Carillion, which is battling for survival after a string of profit warnings, said it was co-operating fully with the FCA.
The firm is one of three consortium partners building the Aberdeen Western Peripheral Route, alongside Balfour Beatty and Galliford Try-owned Morrison Construction.
Transport Scotland has said Carillion’s woes pose no risk to the remaining work on the AWPR, which is nearing completion. If any one of the partners withdraws, the others will take on extra obligations.
Carillion was thrown into crisis by a hefty profit warning in July, which sent shares tumbling by more than 70% in one week.
A large chunk of an £845million write-down revealed at the time was for three UK projects, one of which is believed to be the AWPR.

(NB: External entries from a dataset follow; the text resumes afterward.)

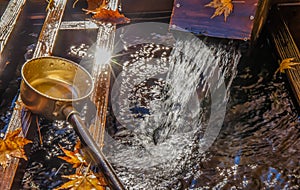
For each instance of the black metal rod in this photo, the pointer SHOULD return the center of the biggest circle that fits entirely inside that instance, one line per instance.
(93, 151)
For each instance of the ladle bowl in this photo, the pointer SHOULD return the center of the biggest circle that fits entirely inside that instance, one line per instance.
(51, 83)
(50, 87)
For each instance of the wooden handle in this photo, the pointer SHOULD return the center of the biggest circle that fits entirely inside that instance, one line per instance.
(93, 151)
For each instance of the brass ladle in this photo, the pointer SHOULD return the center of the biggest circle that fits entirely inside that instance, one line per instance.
(50, 87)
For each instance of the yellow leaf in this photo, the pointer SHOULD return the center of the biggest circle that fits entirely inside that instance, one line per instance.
(74, 157)
(85, 181)
(12, 146)
(287, 63)
(51, 4)
(222, 7)
(102, 13)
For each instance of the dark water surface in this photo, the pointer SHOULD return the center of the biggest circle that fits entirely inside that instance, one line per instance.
(257, 147)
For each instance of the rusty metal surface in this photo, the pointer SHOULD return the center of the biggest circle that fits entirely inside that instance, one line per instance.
(9, 20)
(192, 15)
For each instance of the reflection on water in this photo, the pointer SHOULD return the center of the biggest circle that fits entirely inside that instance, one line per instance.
(257, 146)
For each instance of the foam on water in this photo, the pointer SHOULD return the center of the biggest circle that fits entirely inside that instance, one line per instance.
(169, 106)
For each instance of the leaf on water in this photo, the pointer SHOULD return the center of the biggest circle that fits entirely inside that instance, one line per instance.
(222, 7)
(51, 4)
(94, 4)
(12, 146)
(102, 13)
(287, 63)
(74, 157)
(80, 181)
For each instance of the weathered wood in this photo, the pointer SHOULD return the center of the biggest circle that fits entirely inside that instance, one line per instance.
(286, 48)
(9, 20)
(78, 25)
(193, 16)
(44, 47)
(101, 75)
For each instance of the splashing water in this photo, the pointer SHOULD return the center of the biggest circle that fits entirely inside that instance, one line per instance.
(169, 102)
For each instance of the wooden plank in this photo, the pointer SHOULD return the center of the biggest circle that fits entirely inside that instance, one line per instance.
(9, 20)
(101, 75)
(44, 47)
(192, 15)
(286, 48)
(78, 25)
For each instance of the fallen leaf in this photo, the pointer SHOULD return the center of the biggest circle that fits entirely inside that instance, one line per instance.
(222, 7)
(12, 146)
(103, 14)
(51, 4)
(85, 181)
(94, 4)
(74, 157)
(287, 63)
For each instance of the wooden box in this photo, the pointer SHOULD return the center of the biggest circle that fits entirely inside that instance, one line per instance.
(244, 22)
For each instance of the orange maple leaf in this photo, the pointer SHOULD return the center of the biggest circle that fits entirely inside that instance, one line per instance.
(74, 157)
(104, 14)
(12, 146)
(222, 7)
(80, 181)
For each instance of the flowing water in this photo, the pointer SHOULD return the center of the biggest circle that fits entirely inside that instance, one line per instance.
(182, 119)
(198, 115)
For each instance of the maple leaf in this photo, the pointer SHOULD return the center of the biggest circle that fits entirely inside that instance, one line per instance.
(51, 4)
(80, 181)
(94, 4)
(104, 14)
(12, 146)
(222, 7)
(287, 63)
(74, 157)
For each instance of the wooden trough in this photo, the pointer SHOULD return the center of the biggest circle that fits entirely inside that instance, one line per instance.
(244, 22)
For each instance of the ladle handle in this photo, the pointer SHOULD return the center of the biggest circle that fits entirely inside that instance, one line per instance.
(93, 150)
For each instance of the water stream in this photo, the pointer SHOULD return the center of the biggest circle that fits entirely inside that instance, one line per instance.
(167, 124)
(169, 104)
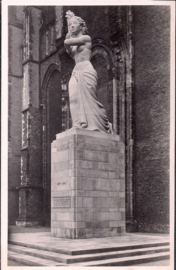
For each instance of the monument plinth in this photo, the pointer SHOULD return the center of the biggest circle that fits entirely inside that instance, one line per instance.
(87, 185)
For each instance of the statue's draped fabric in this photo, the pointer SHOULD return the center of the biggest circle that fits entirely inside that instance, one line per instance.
(86, 111)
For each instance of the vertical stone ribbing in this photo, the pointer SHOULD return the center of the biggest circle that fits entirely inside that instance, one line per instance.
(30, 190)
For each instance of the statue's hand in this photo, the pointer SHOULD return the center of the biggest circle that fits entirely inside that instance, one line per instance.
(68, 36)
(69, 14)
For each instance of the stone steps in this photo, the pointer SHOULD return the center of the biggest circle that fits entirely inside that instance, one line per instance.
(127, 261)
(119, 255)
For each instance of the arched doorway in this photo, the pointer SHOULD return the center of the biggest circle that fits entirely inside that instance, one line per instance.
(52, 125)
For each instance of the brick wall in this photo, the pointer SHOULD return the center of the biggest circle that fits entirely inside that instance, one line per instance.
(151, 117)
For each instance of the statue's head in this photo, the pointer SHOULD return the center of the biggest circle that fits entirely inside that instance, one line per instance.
(76, 22)
(81, 23)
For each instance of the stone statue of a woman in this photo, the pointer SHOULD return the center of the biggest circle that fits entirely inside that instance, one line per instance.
(86, 111)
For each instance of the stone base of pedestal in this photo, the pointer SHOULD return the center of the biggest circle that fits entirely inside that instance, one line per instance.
(87, 185)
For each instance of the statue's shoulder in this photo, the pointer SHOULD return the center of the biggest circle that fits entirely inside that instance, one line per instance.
(86, 38)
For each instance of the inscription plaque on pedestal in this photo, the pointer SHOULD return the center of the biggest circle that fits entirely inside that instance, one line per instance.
(62, 202)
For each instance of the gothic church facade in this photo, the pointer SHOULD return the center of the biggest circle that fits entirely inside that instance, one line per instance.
(131, 54)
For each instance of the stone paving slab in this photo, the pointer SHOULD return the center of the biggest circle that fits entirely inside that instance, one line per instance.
(44, 239)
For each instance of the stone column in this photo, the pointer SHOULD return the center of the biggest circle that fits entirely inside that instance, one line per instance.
(87, 185)
(30, 190)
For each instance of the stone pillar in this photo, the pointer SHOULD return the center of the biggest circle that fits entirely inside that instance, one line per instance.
(30, 190)
(87, 185)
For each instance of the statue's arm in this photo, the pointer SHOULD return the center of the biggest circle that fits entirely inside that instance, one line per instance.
(77, 41)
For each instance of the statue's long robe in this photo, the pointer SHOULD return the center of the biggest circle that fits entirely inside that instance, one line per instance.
(86, 111)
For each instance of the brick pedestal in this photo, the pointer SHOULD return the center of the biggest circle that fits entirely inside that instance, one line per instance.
(87, 185)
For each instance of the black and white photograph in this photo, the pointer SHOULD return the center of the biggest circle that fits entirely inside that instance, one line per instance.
(88, 142)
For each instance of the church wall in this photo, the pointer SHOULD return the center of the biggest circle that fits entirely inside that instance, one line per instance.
(14, 105)
(151, 117)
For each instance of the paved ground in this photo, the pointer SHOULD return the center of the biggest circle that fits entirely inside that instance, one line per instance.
(44, 239)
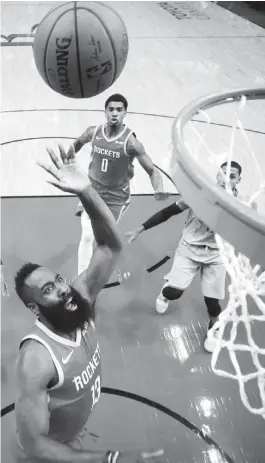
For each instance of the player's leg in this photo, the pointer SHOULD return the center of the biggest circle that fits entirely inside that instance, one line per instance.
(213, 289)
(179, 278)
(118, 211)
(85, 249)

The Wolverhampton-based firm took another battering in the City in September after it reported half-year losses of more than £1billion.
In November, the company issued its latest profit warning and said it would breach debt covenants –resulting in another share price collapse, with more than £160million wiped off the group’s market value.
It also said annual profits were likely to be “materially lower than current market expectations” as it grappled with a string of delays and smaller-than-expected improvements to margins on certain contracts.
Carillion recently struck an agreement with its lenders to defer a crucial financial covenant test, which gave the troubled group more breathing space.
And a new chief executive, Andrew Davies, has been parachuted in earlier than planned to replace interim boss Keith Cochrane.
Mr Davies has led construction, property services and development company Wates Group since 2014.
Meanwhile, new figures published yesterday show UK construction output fell last month as commercial building and civil engineering work continued to drag on the industry.
The latest Markit/CIPS UK Construction purchasing managers’ index has a reading of 52.2 for December, down from 53.1 in November and below economists’ forecasts of 53.1. A reading above 50 indicates growth.
Despite the industry struggling to fire on all cylinders, house building levels proved robust and new orders accelerated at the fastest pace since May.
But these bright spots failed to inspire a cheerier outlook, with the balance of firms expecting better output levels in 2018 one of the weakest seen in four-and-a-half years.